The area comprising present-day Los Angeles County was first settled by small groups of Native Americans for centuries before the first European contact in 1769 when Gaspar de Portola and a group of missionaries camped on what is now the banks of the Los Angeles River. The name Los Angeles comes from the Spanish language, and it means „The Angels“. The aphrodite casino name is an abbreviation from the original name of the place. The original name is „El Pueblo de Nuestra Señora la Reina de los Ángeles del Río Porciúncula“ (in English, „The Town of Our Lady the Queen of the Angels of the River Porciúncula“), giving it both one of the longest and shortest (referring to its shortening of „LA“) place names in the world.15 Los Angeles was founded in 1781 while the area was within the borders of the Viceroyalty of New Spain. The area had been explored earlier by two Franciscan priests named Junipero Serra and Juan Crespi.
The neighborhood councils are relatively autonomous and spontaneous in that they identify their own boundaries, establish their own bylaws, and elect their own officers.

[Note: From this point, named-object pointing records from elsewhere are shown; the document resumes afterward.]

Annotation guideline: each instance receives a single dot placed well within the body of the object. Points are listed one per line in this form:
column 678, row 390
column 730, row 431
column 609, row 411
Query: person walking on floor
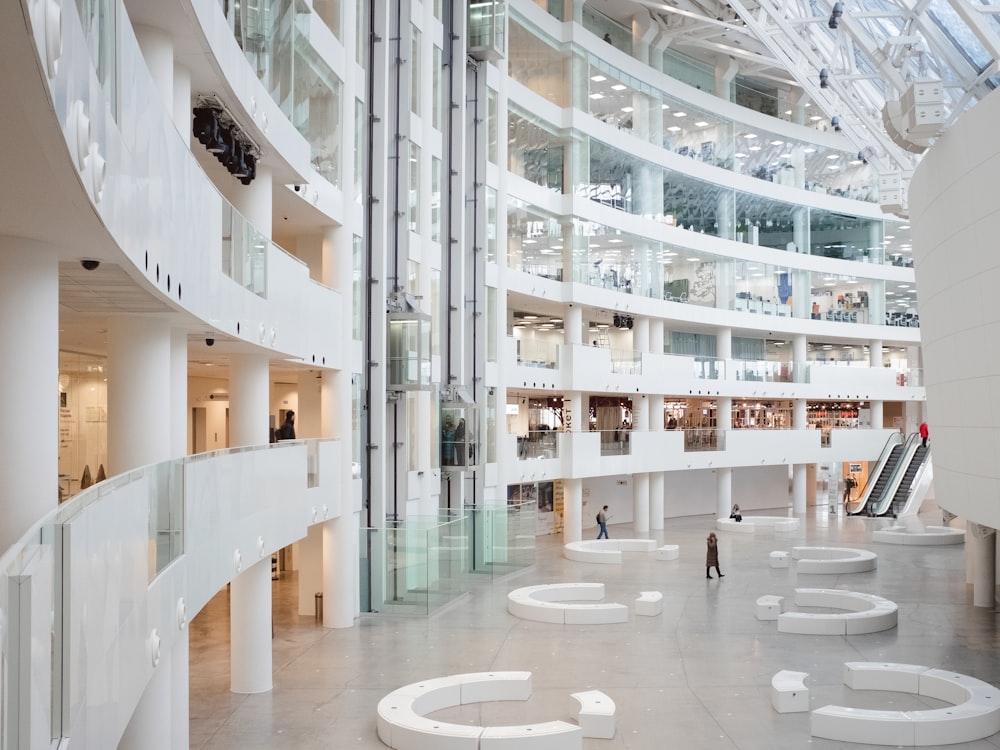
column 712, row 557
column 602, row 519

Mexican rule ended following the American Conquest of California, part of the larger Mexican-American War. Americans took control from the Californios after a series of battles, culminating with the signing of the Treaty of Cahuenga on January 13, 1847.54 The Mexican Cession was formalized in the Treaty of Guadalupe Hidalgo in 1848, which ceded Los Angeles and the rest of Alta California to the United States.
Los Angeles (L.A.), officially the City of Los Angeles, is the largest city in California, in the United States. There are many ethnicities of people living in the city, and over 18 million people in the L.A. Los Angeles is the city with the second biggest population in the United States after New York, overtaking Chicago in the 1970s. There are two providers of heavy rail transportation in the region, Amtrak and Metrolink. Amtrak provides service to San Diego, Santa Barbara, San Luis Obispo, and points in between on the Pacific Surfliner.
Whether it’s popular shopping centers like Westfield Century City and The Grove; Hollywood hand-me-downs from your film or TV crush; or bargains galore at the Citadel Outlets, something is sure to catch your eye. Located on Grand Avenue in Downtown L.A., Walt Disney Concert Hall is home to the Los Angeles Philharmonic and the Los Angeles Master Chorale. Designed by Pritzker Prize-winning architect Frank Gehry, with acoustics by Yasuhisa Toyota, the magnificent venue has received worldwide praise from critics and concertgoers alike for its stunning architecture and extraordinary sound.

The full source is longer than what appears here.